Terrorgefahr am Kölner Dom
Besonders die „Flexibilität, Fähigkeit zur Anpassung und geografischen Umverortung“ von ISPK seien bemerkeswert, schrieb Antonio Giustozzi, Experte am King’s College in London, im Aufsatz „Crisis and adaptation of the Islamic State in Khorasan“, den er im Februar veröffentlicht hatte. Demnach habe die Terrorgruppierung eine hohe Effektivität bei der Verbreitung von Online-Propaganda und Nachwuchsgewinnung zu.
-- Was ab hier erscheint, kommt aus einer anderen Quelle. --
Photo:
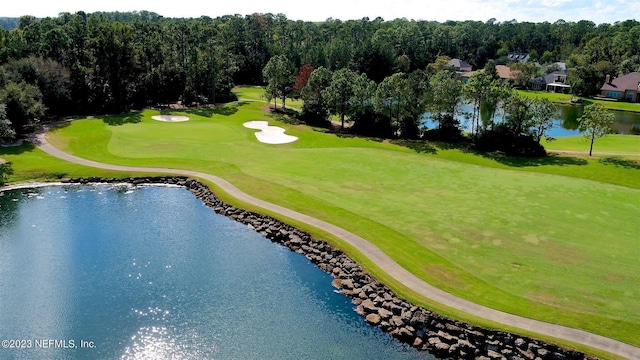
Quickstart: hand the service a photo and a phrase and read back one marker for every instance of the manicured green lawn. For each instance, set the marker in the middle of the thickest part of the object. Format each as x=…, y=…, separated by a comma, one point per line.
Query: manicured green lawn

Moscheebewertungen und islamistische Prediger auf X
Bei Suleiman A. gehen die Ermittler von einem islamistischen Hintergrund aus. Dass der Afghane in der Tat von der Ideologie des IS-Ablegers inspiriert worden sein konnte, legen Recherchen der WELT nahe. Demnach habe A. auf einem YouTube-Kanal, der ihm zuzuordnen war, vor acht Jahren Videos hochgeladen, die einen Bezug zu Mannheim aufweisen. Nach jahrelanger Inaktivität soll dieser Kanal vor wenigen Monaten erneut begonnen haben, Inhalte zu teilen, diesmal allerdings islamistische Videos, unter anderem des afghanischen Predigers Zahir Aslamiyar. Aslamiyar soll ehemals Kommandeur der Taliban gewesen sein, der in Kampfhandlungen starb und in Kreisen des ISPK als Märtyrer gefeiert wird. Vorträge in Bild und Ton von Aslamiyar sind demnach in ISPK-Kanälen zu finden – und auf dem besagten Kanal, den A. genutzt haben könnte. Auch Inhalte der talibannahen Mediendienste wurden dort laut Informationen von NIUS hochgeladen. Ob A. ihn wirklich betrieb, lässt sich nicht mit Sicherheit sagen, erscheint aber wahrscheinlich.

Sollte sich die These bewahrheiten, dass A. direkt oder indirekt für ISPK töten wollte, werden sich Behörden fragen müssen, wie solche (Online-)Radikalisierungen verhindert werden können. In den vergangenen vier Jahren wandelte Sulaiman A. sein Aussehen und ließ sich unter anderem einen Vollbart wachsen. Zudem soll er, wie der Spiegel berichtet, bei Nachbarn geklingelt und Korane verschenkt haben, was die Nachbarn wiederum als Missionierungsversuche deuteten.
Nach Informationen von NIUS bewertete ein Google-Nutzer, der den Namen des Täters in minimal abgeänderter Schreibweise nutzt, zudem die Ausländerbehörde Bergstraße (ein Stern), Amtsgericht Bensheim (ein Stern) sowie eine Moschee in Heppenheim. Diese versah A. vor einem Jahr mit dem Kommentar: „Der Imam macht kein Takfir auf Erdogan. Deswegen darf man nicht hinter ihm beten.“ Das Wort Takfir bringt den Vorgang zum Ausdruck, bei dem Muslime anderen Muslimen ihre Frömmigkeit absprechen und sie zum Ungläubigen erklären. Es ist ein Ausdruck, der immer wieder von Islamisten genutzt wird. Auch ein X-Profil mit eben jener abgeänderten Schreibweise, mit der A. den Moscheekommentar schrieb, ist nach wie vor online. Dort teilte A. im Dezember 2022 zwei islamistische Beiträge. Nach Informationen von NIUS handelt es sich hierbei um Inhalte von Taliban-Predigern.

Ob diese Spuren im World Wide Web ausreichen, um Behörden vorzuwarnen, sei dahingestellt. Es wird auch eine Frage sein, die sich die Generalbundesanwaltschaft im Zuge der Ermittlungen stellen wird müssen.
Am Montag hat Generalbundesanwalt Jens Rommel das Verfahren an sich gezogen, weil man von einem religiös begründeten Motiv ausgeht. Ermittelt wird wegen Mordes, fünffachen versuchten Mordes sowie gefährlicher Körperverletzung.